Towards Label-Free Biological Reasoning Synthetic Dataset Creation via Uncertainty Filtering
This addresses the bottleneck of costly supervision in biological reasoning for large reasoning models, though it is incremental as it builds on existing uncertainty metrics.
The paper tackles the problem of expensive ground-truth labels for synthetic chain-of-thought datasets in domains like biology by proposing uncertainty-based filtering, which uses model confidence metrics to filter traces, resulting in higher accuracy and improved supervised fine-tuning that outperforms unfiltered data and narrows the gap to ground-truth training.
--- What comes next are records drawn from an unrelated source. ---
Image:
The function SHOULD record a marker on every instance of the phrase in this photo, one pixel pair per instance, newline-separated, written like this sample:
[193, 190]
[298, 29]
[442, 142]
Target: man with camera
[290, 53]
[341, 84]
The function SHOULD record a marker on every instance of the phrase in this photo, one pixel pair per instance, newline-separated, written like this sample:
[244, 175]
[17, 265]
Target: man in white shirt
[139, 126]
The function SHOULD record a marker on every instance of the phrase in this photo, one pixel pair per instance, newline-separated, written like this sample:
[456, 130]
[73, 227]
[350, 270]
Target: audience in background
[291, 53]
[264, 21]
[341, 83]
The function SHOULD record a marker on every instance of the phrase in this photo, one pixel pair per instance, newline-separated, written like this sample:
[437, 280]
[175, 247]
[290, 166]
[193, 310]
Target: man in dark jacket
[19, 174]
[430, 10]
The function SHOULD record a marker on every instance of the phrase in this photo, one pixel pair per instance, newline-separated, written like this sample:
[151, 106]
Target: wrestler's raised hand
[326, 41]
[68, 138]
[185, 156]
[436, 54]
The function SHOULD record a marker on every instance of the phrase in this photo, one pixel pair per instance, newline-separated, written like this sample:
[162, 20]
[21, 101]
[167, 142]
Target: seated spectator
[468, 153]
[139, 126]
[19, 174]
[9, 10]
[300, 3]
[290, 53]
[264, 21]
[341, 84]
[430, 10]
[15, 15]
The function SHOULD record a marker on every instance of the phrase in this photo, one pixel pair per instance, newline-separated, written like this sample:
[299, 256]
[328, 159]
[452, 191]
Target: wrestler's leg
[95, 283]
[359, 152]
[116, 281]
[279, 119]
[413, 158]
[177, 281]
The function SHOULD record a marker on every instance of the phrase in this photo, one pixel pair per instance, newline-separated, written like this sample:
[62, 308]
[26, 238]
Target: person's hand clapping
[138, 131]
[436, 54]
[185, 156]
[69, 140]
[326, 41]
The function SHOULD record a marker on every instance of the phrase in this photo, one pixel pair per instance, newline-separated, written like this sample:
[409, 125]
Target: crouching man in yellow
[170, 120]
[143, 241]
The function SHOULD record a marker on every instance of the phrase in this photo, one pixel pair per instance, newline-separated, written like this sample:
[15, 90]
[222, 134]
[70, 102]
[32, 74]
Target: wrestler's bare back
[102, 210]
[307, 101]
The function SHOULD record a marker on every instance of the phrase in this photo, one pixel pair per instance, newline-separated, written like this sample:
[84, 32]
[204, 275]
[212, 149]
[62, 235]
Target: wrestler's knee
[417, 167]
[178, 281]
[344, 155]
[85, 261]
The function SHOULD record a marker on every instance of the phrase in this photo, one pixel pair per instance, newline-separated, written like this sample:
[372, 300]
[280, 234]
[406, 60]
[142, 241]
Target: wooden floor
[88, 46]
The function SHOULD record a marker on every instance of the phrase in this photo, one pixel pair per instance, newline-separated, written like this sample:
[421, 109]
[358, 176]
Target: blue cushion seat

Synthetic chain-of-thought (CoT) traces are widely used to train large reasoning models (LRMs), improving generalization by providing step-level supervision. Yet most approaches require ground-truth labels to seed or filter these traces - an expensive bottleneck in domains like biology where wet-lab data are scarce. We propose a label-free alternative: uncertainty-based filtering, which uses a model's own confidence - quantified through established uncertainty metrics like self-consistency and predictive perplexity - as a substitute for external labels. We sample multiple reasoning traces and retain only low-uncertainty subsets. Applied to biological perturbation prediction, a domain where wet-lab labels are especially costly, we show that the filtered subset has higher accuracy, and that supervised fine-tuning (SFT) on uncertainty-filtered data outperforms unfiltered synthetic data, narrows the gap to ground-truth training, and surpasses strong LRM baselines. Ablations show that per-class filtering corrects for class-specific uncertainty scales and that hybrid uncertainty metrics yield higher-quality datasets. Our results suggest that model-internal confidence is a powerful signal for efficient reasoning dataset creation, enabling LRMs in domains where supervision is expensive.